It has a 127 horsepower fuel injected inline four, a four-speed automatic transmission with high and low range, a heated cab, and seats five.  At 156” long and 66” wide, it’s 25” longer and 2” wider than the Kawasaki Teryx4.  Did I mention it’s street legal?  Technically, it doesn’t meet UTV definition and would be more accurate to call it a RATV (pronounced Rat-Vee), for Roadgoing All-Terrain Vehicle. 

All for the price of $850.00, roughly $12,500 less than current four seat UTVs. 

Allow be to explain, if you will, before suspecting that I’ve lost all my marbles. 

There’s a disease some of us are inflicted with that causes one to look farther into the future than considered normal-many of us become hoarders of odd things like flashlights, for when the world goes suddenly dark.  For me, it has been contemplating how to continue off-roading with children, even though our first born isn’t yet born. 

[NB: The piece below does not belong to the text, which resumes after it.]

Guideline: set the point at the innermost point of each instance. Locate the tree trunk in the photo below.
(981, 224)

Rather than having a fleet of ATVs varying in sizes that are quickly outgrown, requiring full-time maintenance and a winning lottery ticket, I decided a UTV would be more practical and safe.  But they’re expensive and a proper four-seater would get awfully cumbersome brush mowing the neighborhood where it would spend most of its time-I’d need to keep an ATV.  Not to mention our ATVing friends and family-we’ll still want to go on adult outings-now we need to keep both ATVs.  So much for thinning out the herd.

Exploring Wisconsin and Upper Michigan with ATVs has opened my eyes to the beauty of roads less traveled; hidden lakes and scenic wonderlands accessible only by dirt roads and a sense of adventure.  Getting to most of these places doesn’t require locking differentials and thirteen inches of suspension travel-some of the best “trails” I’ve been on are dirt two-tracks open to licensed vehicles.  Though it does require a vehicle that can get scratched and dented without regret, thus the 2001 Chevrolet Tracker pictured above.  It needed repairs that could be done affordably at home, but costly over the counter of a local garage, so the owner sold it cheap.  Cost plus parts came to $850 and labor provided quality time with Dad.

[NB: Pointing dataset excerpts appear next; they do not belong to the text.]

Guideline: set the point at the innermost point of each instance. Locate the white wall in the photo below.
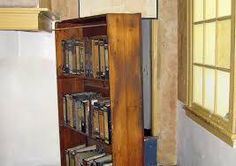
(198, 147)
(29, 133)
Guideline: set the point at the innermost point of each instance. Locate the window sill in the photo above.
(214, 128)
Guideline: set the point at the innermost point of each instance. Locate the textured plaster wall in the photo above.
(91, 7)
(198, 147)
(65, 9)
(168, 52)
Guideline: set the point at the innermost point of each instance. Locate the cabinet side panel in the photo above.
(134, 89)
(124, 33)
(116, 34)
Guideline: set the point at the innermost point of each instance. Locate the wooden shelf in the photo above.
(92, 141)
(123, 88)
(26, 19)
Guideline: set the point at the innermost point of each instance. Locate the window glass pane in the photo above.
(223, 43)
(197, 84)
(224, 8)
(210, 9)
(209, 89)
(222, 97)
(198, 10)
(210, 41)
(198, 43)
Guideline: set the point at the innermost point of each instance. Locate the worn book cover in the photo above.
(101, 123)
(95, 126)
(101, 59)
(95, 58)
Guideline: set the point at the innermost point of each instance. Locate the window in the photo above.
(211, 66)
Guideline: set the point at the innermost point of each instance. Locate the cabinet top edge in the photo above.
(90, 20)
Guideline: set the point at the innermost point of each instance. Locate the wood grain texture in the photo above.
(124, 86)
(182, 51)
(124, 36)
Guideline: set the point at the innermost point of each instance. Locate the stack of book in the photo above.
(87, 156)
(87, 112)
(88, 56)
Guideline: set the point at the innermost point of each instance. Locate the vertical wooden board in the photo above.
(124, 35)
(133, 88)
(156, 59)
(182, 51)
(117, 83)
(146, 72)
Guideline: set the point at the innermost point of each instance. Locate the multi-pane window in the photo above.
(211, 52)
(212, 66)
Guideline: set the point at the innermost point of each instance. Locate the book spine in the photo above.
(101, 124)
(95, 123)
(77, 54)
(106, 129)
(64, 110)
(109, 124)
(88, 59)
(86, 113)
(95, 58)
(102, 59)
(106, 60)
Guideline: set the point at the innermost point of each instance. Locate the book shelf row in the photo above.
(88, 113)
(87, 56)
(83, 155)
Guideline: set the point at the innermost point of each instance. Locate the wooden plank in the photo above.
(155, 79)
(124, 35)
(118, 95)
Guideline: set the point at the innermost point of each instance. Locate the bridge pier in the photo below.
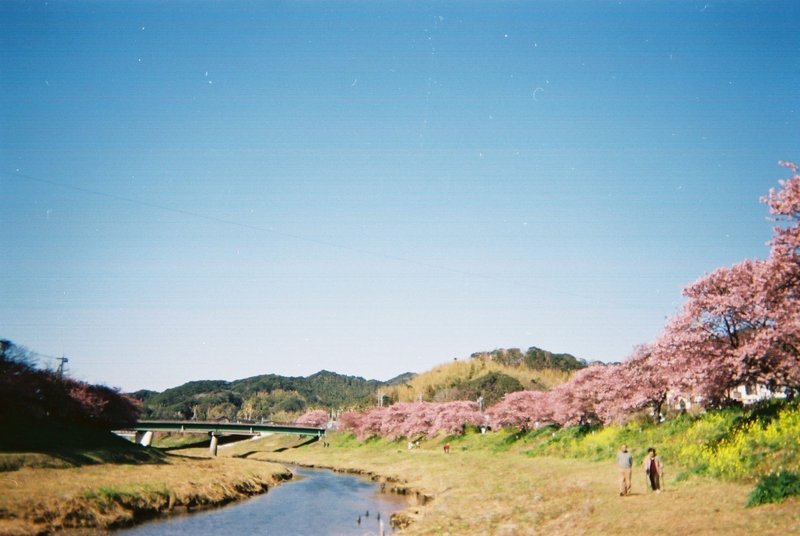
(144, 438)
(214, 442)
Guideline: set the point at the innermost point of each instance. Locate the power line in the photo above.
(224, 221)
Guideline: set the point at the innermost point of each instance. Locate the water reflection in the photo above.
(317, 502)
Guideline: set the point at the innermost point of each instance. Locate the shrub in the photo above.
(775, 487)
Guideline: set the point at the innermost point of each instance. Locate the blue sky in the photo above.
(198, 190)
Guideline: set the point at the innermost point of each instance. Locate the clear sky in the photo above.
(215, 190)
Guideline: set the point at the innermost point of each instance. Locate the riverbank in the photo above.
(480, 488)
(55, 495)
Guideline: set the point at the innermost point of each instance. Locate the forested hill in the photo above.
(282, 399)
(269, 397)
(534, 359)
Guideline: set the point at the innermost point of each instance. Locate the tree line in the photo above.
(739, 326)
(30, 395)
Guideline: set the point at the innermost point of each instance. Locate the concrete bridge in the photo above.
(144, 430)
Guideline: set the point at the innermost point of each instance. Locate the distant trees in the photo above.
(738, 326)
(534, 358)
(29, 395)
(315, 418)
(413, 419)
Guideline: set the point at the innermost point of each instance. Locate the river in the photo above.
(316, 502)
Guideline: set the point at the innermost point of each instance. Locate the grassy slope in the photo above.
(449, 374)
(117, 484)
(493, 485)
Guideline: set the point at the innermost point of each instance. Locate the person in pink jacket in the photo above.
(654, 470)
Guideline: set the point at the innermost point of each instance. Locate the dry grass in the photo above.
(479, 492)
(35, 500)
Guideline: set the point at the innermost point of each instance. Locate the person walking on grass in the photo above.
(625, 465)
(653, 470)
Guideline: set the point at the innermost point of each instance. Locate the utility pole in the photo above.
(62, 360)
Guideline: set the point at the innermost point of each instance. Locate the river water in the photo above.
(315, 502)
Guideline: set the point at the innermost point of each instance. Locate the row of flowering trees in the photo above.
(29, 395)
(738, 326)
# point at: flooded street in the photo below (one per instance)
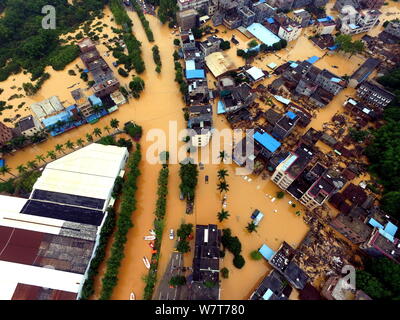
(160, 103)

Welcome to the concept of Overlanding: “...self-reliant overland travel to remote destinations where the journey is the principal goal” according to Wikipedia.  Prior to the existence of ATVs, I dreamed of some day off-road excursions depicted in magazines such as Petersen’s 4Wheel & Off-Road.  I hadn’t yet discovered that such excursions didn't require six-figure incomes, months of vacation, and travel on foreign continents-they’re only hours away and can be affordable weekend or weeklong adventures done with minimalistic vehicles. 

No, we won’t be heading to Moab anytime soon with the Tracker and toddlers in roll bar equipped child seats, but UTVs and RATVs with second row seating are more about quality sight-seeing than catching big air.  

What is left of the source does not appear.